Читаем без скачивания Волшебник - Колм Тойбин
Шрифт:
Интервал:
Закладка:
Томас продолжал работать, но теперь, выходя на улицы Мюнхена, замечал слежку. Гуляя у реки, они с Катей все время оглядывались по сторонам. Томас не сомневался в своей правоте и свято верил, что нацистам осталось недолго. Инфляция взбудоражила страну, будет много метаний от одной фракции и идеологии к другой, пока все не успокоится. Однако тот вечер в Берлине заставил его понять, что даже выдающаяся литературная репутация не избавляет от нападок. Отныне ему не позволено выражать свои мысли вслух. Его Германия, та, к которой он адресовал свои речи, перестала быть ядром нации.
Опасность заставляла Эрику и Клауса выступать еще красноречивее и яростнее. В то время как конфуз в Берлине заставил их отца отказаться от дальнейших выступлений, они становились тем смелее, чем стремительнее разрасталась нацистская угроза.
Клаус написал вторую пьесу для двух героев и двух героинь, но эта пьеса была куда мрачнее первой; на кону стояли не только любовные переживания. Теперь молодые герои сражались за жизнь. Наркотики обещали не освобождение, а неминуемую погибель. Любовь была способом подчинить того, кого любишь, смерть – избавлением.
Клаус, Эрика и Рики Хальгартен готовились к путешествию в Персию. Томас с Катей обожали Рики, который общался с ними с той же мягкостью и раскованностью, что и с их старшими детьми. В компании Рики Клаус становился рассудительнее и не стремился раздражать отца своими опасными высказываниями.
В последние месяцы все трое испытывали к нацистам крайне негативные чувства. Томасу было не впервой выслушивать за обедом гневные речи. Тем не менее его удивил тон, которым Рики говорил о Гитлере:
– Все пропало! Мы обречены! Каждый из нас. Они разрушат все. Уничтожат книги, картины. Никому от них не спастись.
И он карикатурно изобразил одну из бесконечных речей Гитлера.
– Разве вы не видите, что происходит? – спросил он дрожащим голосом.
За день до отъезда Рики Эрика, Клаус и Аннемари Шварценбах отправились в баварскую студию кинохроники, чтобы снять сюжет о своем путешествии. Под камеру Клаус и Эрика уселись в автомобиль, а остальные двое изображали, что чинят воображаемую поломку. Они так хохотали, когда Рики предложил, чтобы Клаус залатал прокол, что съемку пришлось остановить.
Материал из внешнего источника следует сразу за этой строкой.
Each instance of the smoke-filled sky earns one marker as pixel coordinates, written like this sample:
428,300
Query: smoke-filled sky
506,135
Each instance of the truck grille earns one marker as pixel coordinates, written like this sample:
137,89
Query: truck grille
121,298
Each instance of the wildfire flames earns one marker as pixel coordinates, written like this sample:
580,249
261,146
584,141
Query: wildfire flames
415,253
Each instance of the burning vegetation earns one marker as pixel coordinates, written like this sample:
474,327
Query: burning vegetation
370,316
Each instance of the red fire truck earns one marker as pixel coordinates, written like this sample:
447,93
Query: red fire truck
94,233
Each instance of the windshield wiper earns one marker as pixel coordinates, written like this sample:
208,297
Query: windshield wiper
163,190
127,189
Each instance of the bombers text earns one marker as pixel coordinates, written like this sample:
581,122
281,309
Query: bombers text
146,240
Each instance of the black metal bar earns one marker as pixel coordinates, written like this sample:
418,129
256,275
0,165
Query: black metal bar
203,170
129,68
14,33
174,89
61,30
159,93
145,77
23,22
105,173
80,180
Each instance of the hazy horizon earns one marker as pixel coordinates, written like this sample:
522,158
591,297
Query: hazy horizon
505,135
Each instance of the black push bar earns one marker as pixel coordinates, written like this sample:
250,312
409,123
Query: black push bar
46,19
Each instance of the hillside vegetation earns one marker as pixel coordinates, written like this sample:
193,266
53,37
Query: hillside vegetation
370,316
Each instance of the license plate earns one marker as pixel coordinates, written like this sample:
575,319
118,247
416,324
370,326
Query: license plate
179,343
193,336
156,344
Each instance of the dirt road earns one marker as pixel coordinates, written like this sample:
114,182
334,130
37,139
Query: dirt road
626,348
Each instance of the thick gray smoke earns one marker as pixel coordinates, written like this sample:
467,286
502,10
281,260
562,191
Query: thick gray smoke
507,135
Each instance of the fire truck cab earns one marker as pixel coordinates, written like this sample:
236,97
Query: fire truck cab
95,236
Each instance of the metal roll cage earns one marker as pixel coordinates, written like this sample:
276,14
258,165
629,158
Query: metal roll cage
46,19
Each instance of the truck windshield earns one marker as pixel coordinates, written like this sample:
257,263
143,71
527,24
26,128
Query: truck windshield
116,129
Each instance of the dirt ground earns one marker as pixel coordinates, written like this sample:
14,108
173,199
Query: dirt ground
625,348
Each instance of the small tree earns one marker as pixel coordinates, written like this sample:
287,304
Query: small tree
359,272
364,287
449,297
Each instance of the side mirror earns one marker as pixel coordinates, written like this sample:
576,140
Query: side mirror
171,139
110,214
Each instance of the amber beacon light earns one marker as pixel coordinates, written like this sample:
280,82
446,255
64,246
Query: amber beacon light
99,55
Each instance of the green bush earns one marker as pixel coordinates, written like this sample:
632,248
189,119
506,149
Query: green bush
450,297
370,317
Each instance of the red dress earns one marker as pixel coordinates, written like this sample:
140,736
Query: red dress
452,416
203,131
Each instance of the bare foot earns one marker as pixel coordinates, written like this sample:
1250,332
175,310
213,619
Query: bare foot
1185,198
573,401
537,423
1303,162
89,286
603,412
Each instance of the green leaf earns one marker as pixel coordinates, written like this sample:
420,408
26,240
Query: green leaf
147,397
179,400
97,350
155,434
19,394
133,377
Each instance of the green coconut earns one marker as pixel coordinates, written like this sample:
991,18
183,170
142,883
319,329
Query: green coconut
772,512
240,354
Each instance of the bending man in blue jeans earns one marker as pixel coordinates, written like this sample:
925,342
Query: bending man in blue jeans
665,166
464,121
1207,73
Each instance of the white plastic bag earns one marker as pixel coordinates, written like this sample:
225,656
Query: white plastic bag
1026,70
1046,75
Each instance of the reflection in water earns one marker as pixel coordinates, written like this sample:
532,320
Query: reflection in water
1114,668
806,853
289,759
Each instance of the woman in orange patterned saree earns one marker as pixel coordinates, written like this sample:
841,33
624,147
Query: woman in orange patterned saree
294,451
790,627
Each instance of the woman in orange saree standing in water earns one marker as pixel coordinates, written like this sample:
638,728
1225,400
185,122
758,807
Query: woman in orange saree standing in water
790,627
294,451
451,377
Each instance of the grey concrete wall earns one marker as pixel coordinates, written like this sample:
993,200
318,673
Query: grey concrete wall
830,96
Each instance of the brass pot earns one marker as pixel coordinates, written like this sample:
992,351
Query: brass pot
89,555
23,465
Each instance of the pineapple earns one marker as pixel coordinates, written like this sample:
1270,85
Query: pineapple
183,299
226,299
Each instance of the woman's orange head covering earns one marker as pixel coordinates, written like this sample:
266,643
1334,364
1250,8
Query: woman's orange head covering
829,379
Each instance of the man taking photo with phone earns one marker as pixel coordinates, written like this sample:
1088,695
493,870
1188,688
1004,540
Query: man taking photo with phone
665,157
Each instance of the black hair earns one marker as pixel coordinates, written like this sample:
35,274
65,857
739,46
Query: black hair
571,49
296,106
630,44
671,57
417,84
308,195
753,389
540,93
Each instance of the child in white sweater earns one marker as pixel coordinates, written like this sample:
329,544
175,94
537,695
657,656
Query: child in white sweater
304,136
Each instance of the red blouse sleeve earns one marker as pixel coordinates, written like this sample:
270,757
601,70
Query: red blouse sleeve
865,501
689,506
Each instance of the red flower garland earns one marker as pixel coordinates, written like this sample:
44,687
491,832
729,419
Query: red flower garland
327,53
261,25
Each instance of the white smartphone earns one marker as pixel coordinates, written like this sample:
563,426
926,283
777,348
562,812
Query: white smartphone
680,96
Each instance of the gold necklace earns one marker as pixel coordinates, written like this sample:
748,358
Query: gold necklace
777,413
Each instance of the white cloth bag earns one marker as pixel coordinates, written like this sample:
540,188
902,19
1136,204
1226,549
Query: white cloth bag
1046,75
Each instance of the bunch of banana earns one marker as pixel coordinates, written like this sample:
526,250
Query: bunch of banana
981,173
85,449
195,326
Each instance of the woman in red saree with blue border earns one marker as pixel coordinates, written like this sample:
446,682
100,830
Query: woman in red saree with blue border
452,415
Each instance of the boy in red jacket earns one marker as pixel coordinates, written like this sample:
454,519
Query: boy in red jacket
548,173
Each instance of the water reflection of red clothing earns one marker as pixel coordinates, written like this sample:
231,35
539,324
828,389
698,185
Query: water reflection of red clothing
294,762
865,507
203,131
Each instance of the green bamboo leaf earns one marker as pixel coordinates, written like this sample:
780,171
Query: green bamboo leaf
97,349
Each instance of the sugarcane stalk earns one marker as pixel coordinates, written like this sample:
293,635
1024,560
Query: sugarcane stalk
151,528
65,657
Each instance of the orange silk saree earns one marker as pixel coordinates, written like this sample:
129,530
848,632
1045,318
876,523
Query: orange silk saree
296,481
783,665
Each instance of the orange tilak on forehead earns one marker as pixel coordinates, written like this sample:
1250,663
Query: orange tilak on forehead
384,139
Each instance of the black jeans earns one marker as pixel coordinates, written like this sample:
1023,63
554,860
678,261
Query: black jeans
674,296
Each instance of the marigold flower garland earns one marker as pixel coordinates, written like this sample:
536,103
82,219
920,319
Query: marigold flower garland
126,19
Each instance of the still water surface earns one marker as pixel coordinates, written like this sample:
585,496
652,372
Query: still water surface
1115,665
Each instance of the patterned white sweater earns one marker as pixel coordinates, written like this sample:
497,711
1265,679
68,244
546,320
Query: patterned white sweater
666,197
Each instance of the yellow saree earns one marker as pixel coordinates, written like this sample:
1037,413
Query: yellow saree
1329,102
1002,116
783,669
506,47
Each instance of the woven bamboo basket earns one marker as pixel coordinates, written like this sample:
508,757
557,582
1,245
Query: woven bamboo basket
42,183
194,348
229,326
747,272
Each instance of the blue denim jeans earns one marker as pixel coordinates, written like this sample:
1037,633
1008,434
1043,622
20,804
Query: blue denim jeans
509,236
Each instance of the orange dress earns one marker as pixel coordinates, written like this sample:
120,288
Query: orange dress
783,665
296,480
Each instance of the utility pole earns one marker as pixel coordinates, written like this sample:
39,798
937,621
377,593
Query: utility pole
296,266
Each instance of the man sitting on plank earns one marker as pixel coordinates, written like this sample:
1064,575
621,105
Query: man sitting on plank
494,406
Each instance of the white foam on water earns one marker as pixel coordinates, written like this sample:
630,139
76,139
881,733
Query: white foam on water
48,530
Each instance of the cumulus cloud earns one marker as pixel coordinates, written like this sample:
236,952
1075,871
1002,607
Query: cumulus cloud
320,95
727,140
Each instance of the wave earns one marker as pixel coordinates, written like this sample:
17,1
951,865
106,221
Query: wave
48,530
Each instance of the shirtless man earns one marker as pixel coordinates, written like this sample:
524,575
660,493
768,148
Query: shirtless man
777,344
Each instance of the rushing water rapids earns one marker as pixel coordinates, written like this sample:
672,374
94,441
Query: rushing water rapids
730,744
Было условлено, что, проведя ночь перед отъездом с семьями, они стартуют в три утра. Однако в полночь пришло известие, что Рики выстрелил себе в сердце в Уттинг-ам-Аммерзе, где у него была квартирка. Он оставил записку, в которой сообщал местной полиции номер Катиного телефона и просил ее рассказать родителям о своей смерти.
В тот вечер за столом Эрика и Клаус хранили молчание. До смерти Рики они какое-то время пребывали в приподнятом настроении. Клаус тревожился, что путешествие повредит их деликатным отношениям с Рики, а тот пытался его в этом разубедить, занимаясь с ним любовью новым способом, который, как призналась Эрика Кате, возбуждал обоих. Клаус собирался отправиться в путешествие с теми двумя, кого любил больше всех на свете. В дни, предшествующие отъезду, он не мог усидеть на месте. А Эрика, где бы Томас ее ни застал, сидела, обложившись картами, путеводителями и словарями. Она выкрикивала команды, находясь в пустой комнате, и уже придумала названия для статей, которые опубликует, а еще строила планы издать книгу, которую напишут четверо путешественников.
Войдя в квартиру Рики, они заметили, что стена над кроватью заляпана кровью. Увидев так близко мертвое тело друга, Эрика начала кричать. Она все еще кричала, когда Клаус отвез ее домой.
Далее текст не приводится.